¡Me voy! Le dije, se dio media vuelta riéndose y fue lo peor que hice, el temor a lo desconocido a un futuro incierto en un lugar quizás más difícil, el sentimiento del reproche familiar o la falta de dinero para mantenerme fueron quizás las razones por las que no me fui y a partir de ese momento aprovechó mi cobardía torturándome con su desprecio, con sus silencios, con sus ausencias y su frialdad, menospreciándome como persona o peor aún como esposa. Me quedé y empezó mi calvario, a olvidarme de mi para subsistir a su maltrato psicológico, comencé a no pensar convirtiéndome en un autómata cumpliendo con las labores de casa, le preparaba comidas que nunca probaba al hacerlo fuera, a saludar por la calle sin ver realmente a quien, mi cabeza se embotó, se acorchó y dejé de pensar de sentir y razonar para solamente seguir viva un día más.
Nunca me puso una mano encima aunque lo hubiera preferido porque demostraría algún sentimiento por su parte.
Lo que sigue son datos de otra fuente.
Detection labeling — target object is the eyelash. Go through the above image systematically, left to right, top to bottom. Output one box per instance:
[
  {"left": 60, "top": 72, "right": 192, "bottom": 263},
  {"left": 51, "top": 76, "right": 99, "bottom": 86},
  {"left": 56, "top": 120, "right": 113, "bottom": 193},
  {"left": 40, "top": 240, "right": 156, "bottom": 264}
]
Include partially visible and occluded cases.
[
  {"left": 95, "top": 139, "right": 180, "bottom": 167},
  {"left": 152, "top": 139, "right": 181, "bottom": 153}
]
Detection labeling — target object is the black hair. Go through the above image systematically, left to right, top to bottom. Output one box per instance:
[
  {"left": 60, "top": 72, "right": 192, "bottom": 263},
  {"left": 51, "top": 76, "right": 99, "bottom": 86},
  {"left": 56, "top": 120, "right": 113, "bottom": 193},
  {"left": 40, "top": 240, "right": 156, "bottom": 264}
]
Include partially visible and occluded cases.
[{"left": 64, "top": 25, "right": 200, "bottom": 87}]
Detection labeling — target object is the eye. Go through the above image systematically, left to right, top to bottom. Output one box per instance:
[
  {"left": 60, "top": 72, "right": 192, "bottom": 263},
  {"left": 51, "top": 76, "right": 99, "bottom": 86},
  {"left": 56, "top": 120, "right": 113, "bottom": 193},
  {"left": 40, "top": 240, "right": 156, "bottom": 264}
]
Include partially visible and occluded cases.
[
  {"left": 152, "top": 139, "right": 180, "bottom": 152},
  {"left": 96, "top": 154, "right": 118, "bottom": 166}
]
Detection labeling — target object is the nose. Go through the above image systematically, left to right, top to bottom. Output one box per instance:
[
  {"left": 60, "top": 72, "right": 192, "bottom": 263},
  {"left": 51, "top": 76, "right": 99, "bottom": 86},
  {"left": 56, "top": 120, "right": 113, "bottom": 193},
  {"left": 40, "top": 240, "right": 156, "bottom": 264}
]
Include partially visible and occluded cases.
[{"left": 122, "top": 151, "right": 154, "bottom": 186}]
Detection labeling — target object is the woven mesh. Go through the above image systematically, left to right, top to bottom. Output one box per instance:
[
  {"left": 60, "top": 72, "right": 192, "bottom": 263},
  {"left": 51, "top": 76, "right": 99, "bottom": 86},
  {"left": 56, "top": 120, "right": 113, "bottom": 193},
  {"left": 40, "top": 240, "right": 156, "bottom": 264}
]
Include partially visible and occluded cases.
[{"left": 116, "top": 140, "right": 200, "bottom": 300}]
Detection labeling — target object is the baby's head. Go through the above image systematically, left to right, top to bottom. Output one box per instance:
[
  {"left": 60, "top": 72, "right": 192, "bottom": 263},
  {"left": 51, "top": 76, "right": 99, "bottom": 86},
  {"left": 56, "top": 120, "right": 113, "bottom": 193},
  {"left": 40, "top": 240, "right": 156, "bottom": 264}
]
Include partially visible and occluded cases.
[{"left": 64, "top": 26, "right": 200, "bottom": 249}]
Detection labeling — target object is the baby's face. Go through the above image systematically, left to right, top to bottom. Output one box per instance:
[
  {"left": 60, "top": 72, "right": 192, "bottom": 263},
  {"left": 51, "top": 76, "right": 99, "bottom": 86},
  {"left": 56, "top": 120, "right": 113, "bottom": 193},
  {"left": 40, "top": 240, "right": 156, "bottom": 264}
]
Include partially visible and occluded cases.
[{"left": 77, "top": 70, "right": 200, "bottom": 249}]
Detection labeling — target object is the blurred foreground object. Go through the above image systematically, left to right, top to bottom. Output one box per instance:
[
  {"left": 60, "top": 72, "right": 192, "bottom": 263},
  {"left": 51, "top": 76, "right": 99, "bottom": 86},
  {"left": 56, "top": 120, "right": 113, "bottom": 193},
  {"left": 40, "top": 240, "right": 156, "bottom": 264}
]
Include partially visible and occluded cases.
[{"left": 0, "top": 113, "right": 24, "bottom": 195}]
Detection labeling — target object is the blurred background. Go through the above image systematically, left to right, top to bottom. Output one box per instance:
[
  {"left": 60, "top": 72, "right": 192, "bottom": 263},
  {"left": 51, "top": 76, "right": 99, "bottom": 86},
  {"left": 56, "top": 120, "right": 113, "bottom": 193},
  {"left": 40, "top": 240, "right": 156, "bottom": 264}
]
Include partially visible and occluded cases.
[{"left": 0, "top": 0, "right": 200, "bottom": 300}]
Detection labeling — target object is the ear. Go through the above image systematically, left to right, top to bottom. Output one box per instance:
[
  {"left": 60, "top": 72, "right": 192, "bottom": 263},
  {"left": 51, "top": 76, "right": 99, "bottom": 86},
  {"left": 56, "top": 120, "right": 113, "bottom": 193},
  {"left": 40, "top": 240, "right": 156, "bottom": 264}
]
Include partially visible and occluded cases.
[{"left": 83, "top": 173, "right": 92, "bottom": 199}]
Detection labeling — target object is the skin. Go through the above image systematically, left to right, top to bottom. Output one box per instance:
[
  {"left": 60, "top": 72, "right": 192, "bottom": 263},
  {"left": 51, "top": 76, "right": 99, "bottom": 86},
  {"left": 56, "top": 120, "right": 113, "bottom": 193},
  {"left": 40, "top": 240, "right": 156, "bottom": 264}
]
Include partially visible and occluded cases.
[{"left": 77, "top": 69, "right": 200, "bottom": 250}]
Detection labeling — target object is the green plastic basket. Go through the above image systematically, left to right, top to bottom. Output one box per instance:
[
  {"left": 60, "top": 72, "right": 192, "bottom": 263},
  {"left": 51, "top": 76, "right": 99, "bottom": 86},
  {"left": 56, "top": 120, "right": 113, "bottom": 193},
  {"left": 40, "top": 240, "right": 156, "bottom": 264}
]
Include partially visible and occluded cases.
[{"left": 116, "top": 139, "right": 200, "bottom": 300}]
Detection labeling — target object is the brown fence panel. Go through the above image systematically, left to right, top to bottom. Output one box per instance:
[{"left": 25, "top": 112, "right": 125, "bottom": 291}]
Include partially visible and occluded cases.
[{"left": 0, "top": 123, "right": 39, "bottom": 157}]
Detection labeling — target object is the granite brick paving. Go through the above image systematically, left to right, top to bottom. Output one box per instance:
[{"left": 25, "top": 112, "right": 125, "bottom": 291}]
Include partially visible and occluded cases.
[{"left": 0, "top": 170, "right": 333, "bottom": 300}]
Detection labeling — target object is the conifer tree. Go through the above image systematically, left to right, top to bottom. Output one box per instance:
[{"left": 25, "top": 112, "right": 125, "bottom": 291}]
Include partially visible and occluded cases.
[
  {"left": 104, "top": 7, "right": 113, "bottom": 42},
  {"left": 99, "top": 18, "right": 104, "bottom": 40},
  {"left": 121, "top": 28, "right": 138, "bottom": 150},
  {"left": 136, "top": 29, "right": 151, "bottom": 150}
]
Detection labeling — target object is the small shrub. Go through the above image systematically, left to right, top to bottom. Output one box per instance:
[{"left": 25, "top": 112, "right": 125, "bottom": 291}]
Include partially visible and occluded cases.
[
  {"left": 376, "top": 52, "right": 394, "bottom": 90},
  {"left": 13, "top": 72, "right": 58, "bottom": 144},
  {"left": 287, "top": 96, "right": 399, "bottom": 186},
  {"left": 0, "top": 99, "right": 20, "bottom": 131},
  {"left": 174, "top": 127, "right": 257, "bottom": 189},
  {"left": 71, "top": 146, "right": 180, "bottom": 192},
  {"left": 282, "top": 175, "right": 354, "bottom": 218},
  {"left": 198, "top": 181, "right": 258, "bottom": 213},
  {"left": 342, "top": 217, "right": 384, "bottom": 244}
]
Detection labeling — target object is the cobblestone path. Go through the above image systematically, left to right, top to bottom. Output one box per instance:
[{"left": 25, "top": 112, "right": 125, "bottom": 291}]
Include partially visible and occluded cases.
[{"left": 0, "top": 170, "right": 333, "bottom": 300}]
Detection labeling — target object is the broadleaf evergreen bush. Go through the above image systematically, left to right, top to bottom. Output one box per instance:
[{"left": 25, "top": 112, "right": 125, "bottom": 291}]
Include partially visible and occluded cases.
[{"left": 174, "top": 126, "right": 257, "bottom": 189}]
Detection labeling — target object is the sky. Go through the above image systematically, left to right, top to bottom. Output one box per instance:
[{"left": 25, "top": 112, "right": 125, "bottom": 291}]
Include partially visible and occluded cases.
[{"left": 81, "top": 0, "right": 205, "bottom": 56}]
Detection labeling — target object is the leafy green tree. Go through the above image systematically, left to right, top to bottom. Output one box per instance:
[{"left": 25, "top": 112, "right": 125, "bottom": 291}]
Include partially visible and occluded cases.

No me hablaba sólo lanzaba miradas de desprecio o burla doliéndome más que cuando salía temprano por la puerta y ni regresaba a dormir. Me convertí en una zombi escondiendo mis sentimientos al huir de la confrontación, al sentirme satisfecha con escuchar el televisor hablándome de vidas de otras gentes, me conformé durante no sé cuánto tiempo pero hubiera seguido así mientras viviera, al menos no me quitaba la tarjeta del banco para mis necesidades.
Un día de verano tendiendo la ropa en la azotea del edificio chorreaba de sudor, el sol caía a plomo y tocaba lavar sabanas y toallas, el calor molestaba tanto que ansiaba terminar para bajar al frescor de la vivienda pero apareció él, él que nunca se dignaba a subir para nada se acercó y con su sonrisa sibilina me espetó que al terminar de tender me marchara de casa, había encontrado una mujer mejor que yo, más guapa, más inteligente y graciosa sobre todo mejor cocinera y amante que yo. Hice como siempre oírle sin escucharle, pero él insistió diciéndome que ya era hora de que me fuera tal y como había dicho hace un año. No sé si la culpa la tuvo el sol o su actitud chulesca e impertinente que noté calor subiendo y bajando por mi cuerpo, una especie de fuerza interior que asumía sin saber qué era. Mientras terminaba de tender la última prenda él se acercó al muro de la azotea asomándose hacia abajo, nunca me arrimaba por tener vértigo y un séptimo piso me da pavor, puse la última pinza, cogí el barreño de plástico que unos segundos antes contenía la ropa y dirigiéndome a él que en ese instante se volvía hacia mí se lo arrojé tan fuerte que perdió el equilibrio y cayó hacia atrás, mientras su cuerpo sobrepasaba el murete no me quitaba ojo y en su mirada leía una única pregunta ¿qué haces?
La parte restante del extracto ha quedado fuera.